The US Energy Information Administration (EIA) said utilities injected 81 billion cubic feet (bcf) of gas into storage during the week ended May 15.
That is less than the 83-bcf build analysts forecast in a Reuters poll and compares with an increase of 101 bcf during the same week last year and a five-year (2015-19) average build of 87 bcf for the period.
The build boosted stockpiles to 2.503 trillion cubic feet (tcf), 19.4pc above the five-year average of 2.096 tcf for this time of year.
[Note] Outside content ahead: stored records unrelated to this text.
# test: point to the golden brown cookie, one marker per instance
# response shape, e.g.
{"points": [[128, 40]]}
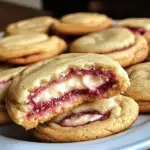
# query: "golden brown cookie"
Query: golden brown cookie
{"points": [[82, 23], [140, 85], [139, 26], [40, 24], [90, 121], [6, 76], [30, 47], [51, 87], [4, 117], [117, 43]]}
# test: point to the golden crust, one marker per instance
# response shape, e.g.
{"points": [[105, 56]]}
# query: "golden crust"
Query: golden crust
{"points": [[143, 23], [46, 71], [28, 44], [39, 57], [144, 106], [40, 24], [115, 123], [6, 75], [4, 117], [136, 52], [140, 82], [82, 23], [112, 39]]}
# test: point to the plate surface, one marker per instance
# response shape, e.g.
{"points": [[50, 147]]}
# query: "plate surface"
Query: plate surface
{"points": [[137, 137]]}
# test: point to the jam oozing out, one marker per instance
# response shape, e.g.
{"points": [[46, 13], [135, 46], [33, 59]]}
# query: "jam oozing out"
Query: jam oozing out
{"points": [[2, 83], [83, 118], [138, 31], [40, 107]]}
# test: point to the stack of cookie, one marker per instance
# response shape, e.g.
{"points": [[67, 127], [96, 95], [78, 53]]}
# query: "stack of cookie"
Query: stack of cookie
{"points": [[72, 97], [76, 96]]}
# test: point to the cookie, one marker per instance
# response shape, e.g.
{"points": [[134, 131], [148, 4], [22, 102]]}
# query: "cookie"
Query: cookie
{"points": [[91, 120], [6, 76], [139, 26], [81, 23], [118, 43], [51, 87], [30, 47], [140, 85], [40, 24]]}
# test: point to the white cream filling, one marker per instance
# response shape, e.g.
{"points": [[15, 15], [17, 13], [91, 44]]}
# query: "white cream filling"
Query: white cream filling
{"points": [[81, 120], [57, 90]]}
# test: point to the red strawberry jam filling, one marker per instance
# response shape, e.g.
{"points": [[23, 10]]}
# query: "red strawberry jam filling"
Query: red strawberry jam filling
{"points": [[83, 118], [64, 91], [137, 31], [3, 83]]}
Front-month gas futures for June delivery on the New York Mercantile Exchange fell 3.8 cents, or 2.2pc, to $1.733 per million British thermal units at 10:36 a.m. EDT 1436 GMT).
Before EIA released the storage report, the contract was down 2.0pc.
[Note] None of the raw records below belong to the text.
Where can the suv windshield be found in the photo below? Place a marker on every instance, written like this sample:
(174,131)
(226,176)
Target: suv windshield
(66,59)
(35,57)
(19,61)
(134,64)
Looking ahead, futures for the balance of 2020, and calendar 2021, were trading about 26pc and 53pc over the front-month, respectively, on expectations the economy will snap back once governments lift travel restrictions.
Data provider Refinitiv said average gas output in the US Lower 48 states fell to 89.6 billion cubic feet per day (bcfd) so far in May, down from an eight-month low of 92.9 bcfd in April and an all-time monthly high of 95.4 bcfd in November.
Refinitiv said US pipeline exports to Canada averaged 2.2 bcfd so far in May, down from 2.4 bcfd in April and an all-time monthly high of 3.5 bcfd in December.
Pipeline exports to Mexico averaged 4.6 bcfd so far this month, down from 4.7 bcfd in April and a record 5.6 bcfd in March.
US LNG exports averaged 6.6 bcfd so far in May, down from a four-month low of 8.1 bcfd in April and a record 8.7 bcfd in February.
In the Pacific Northwest, low demand and ample hydro and wind power drove electric prices at the Mid-C hub to a record low below zero for the first time, according to Refinitiv data going back to 2010.